L’Empire de Ghana (Wagadou)

Fondé au début du premier millénaire de notre ère sur les territoires des actuels Mauritanie et Mali par les ancêtres des actuels Soninkés, Ghana est considéré comme le premier empire d’Afrique de l’Ouest. Sa renommée a notamment conduit le premier président du premier pays africain décolonisé, Kwame Nkrumah, à utiliser son nom pour nommer la république du Ghana.

Par Sandro CAPO CHICHI / Nofipedia

Origines
L’histoire de l’empire de Ghana nous sont connues par les textes des auteurs arabophones médiévaux, par la tradition orale et l’archéologie. Ghana est mentionné pour la première fois vers la fin du 8ème siècle de notre ère par l’érudit al-Fazari. Il y est décrit comme ‘pays de l’or’. Bien que Ghana soit toujours donné comme nom au pays et à sa capitale par les écrivains arabophones comme al-Bakri au 11ème siècle, il n’est que le titre donné au roi. Le véritable nom de l’état de Ghana selon al-Bakri serait Awkar, qui a été rapproché d’une actuelle région de Mauritanie, mais qui pourrait être une déformation du nom soninké Wagadu. Ce dernier est le nom d’un royaume ancestral des Soninkés connu à partir de leur tradition orale. Cette dernière fait venir les fondateurs de Wagadou de l’est et parfois plus clairement de la ville de Sonna, décrite comme correspondant à la ville d’Assouan de l’époque de l’Egypte pharaonique sous la conduite d’un certain Dinga.

L'actuelle ville d'Assouan, Egypte
L’actuelle ville d’Assouan, Egypte

Certains éléments de cette légende, analysée par l’égyptologue sénégalais A.M. Lam trouve des échos dans les faits égyptiens anciens qui en font l’une des plus solides traditions orales africaines modernes parlant d’une origine égyptienne. Cette tradition reste toutefois à être confirmée par l’archéologie ce qui n’est pas le cas pour l’instant. Certains archéologues voient Ghana / Wagadu comme l’état successeur de la civilisation de Tichitt (entre 2600 avant notre ère et 400 de notre ère) qui connaissait la culture du millet, la poterie et l’architecture en pierre et dont les habitants auraient été progressivement amenés à migrer vers le sud sur le territoire de Ghana devant l’évolution des conditions climatiques et la pression de nomades.

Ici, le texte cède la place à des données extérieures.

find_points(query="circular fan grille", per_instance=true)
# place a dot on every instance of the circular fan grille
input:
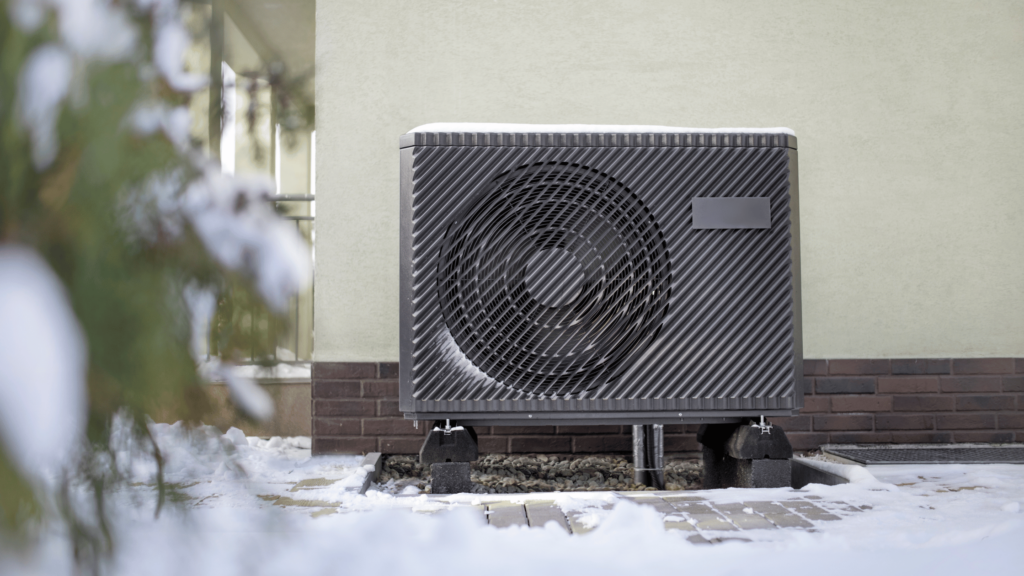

objets de pierre utilisés dans la culture de Tichitt
objets de pierre utilisés dans la culture de Tichitt

D’après le Tarikh al-Sudan, une chronique ouest-africaine datant du 17ème siècle, 22 rois auraient régné avant 622 et 22 après, la dynastie ayant selon lui été fondée par des ‘Blancs’. Selon d’autres écrits de voyageurs arabes du 11ème et du 13ème siècle, les rois de Ghana à cette époque prétendaient descendre du Prophète Mohammed. Ces opinions sont aujourd’hui majoritairement rejetées par la plupart des spécialistes qui associent la fondation de Ghana avec les ancêtres biologiques et culturels des actuels Soninkés.

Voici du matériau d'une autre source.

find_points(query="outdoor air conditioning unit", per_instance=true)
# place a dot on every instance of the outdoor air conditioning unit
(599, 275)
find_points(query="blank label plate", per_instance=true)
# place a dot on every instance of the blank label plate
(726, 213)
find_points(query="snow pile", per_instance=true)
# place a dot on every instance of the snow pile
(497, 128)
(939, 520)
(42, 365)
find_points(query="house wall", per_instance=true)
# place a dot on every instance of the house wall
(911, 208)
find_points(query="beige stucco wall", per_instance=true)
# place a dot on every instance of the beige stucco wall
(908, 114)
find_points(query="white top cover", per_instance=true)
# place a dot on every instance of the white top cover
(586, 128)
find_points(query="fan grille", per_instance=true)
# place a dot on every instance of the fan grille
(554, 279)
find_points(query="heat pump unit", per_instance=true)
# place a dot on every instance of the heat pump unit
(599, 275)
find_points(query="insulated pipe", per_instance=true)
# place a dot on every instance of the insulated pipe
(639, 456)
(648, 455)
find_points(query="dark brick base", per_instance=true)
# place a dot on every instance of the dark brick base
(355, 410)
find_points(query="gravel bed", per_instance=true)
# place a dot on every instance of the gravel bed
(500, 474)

La tradition de ce peuple fait de Diabe, un des fils du fameux Dinga, le premier Kaya Maghan ou Tounka (souverain) du Ghana et fondateur de la dynastie des Cissé, bien qu’aucune date ne puisse être attribuée avec certitude à cette fondation.

L’histoire

Comme on l’a dit, les premières mentions écrites de Ghana datent du 8ème siècle. L’empire est parvenu à son apogée au 11ème siècle en servant d’état intermédiaire dans le commerce de l’or entre les régions de l’Afrique de l’Ouest saharienne et sub-saharienne. En s’approvisionnant en or auprès du peuple appelé ‘Lam Lam’ habitant une zone mal définie mais correspondant sans doute aux régions du Bambouk et de Bouré, et en le vendant aux régions plus au nord, il allait considérablement s’enrichir, son roi allant même jusqu’à être décrit comme ‘le plus riche des rois de la terre’ au 10ème siècle par Ibn Hawkal.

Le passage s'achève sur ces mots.